ECONOMIC GROWTH FOR 2016 – NEWS REPORT ON ECONOMIC OUTLOOK

Publication Date: 11/01/2016

Economics has gained a reputation of being a gloomy subject these past few years, and economists offering views on the outlook for South Africa are unlikely to shed that dark cloud in 2016. The global environment isn’t helping either. The International Monetary Fund (IMF) may estimate that the global economy will grow by 3.5%, the strongest in five years, but it is clear that the nature of that economic growth has changed dramatically. Compared to 2013, when advanced economies drove barely 15% of global growth, these economies are expected to contribute nearly double that in 2016, while China’s outsized influence has wanted somewhat. This global combination impacts us in South Africa in two ways, neither of which is very supportive for the 2016 outlook.
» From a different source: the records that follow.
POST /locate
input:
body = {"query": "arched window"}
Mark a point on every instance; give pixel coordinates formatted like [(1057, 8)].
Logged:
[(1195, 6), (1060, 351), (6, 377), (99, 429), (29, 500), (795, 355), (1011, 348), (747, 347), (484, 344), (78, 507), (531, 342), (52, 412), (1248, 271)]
The first impact is through the channel of commodities. Simply put, countries like China use a far larger proportion of commodities in each unit of their output than other countries like the US, and so China’s slowing economy is associated with a slowing of demand for many of the raw materials that are at the core of South Africa’s exports. This weaker demand growth is one important factor contributing to the very sharp decline in global commodity prices witnessed since the second half of 2014, and our sense is that commodity prices are likely to remain so throughout 2016. That is not good news for South Africa’s struggling mining sector and the parts of the manufacturing and service sectors that work in the same areas. The second global channel impacting South Africa in 2016 is likely to be a financial one. Since the global financial crisis first hit, the broad thrust of global monetary policy has been one of very low risk-free rates. That has not only encouraged more investment in the private sector in advanced economies, but also sent investment funds from low-yielding advanced economies into higher-yielding emerging markets. As the US Federal Reserve begins to raise the US policy rate, one likely impact will be for some of that money to flow back to the US. With that comes more rand uncertainty and higher funding costs for South Africa.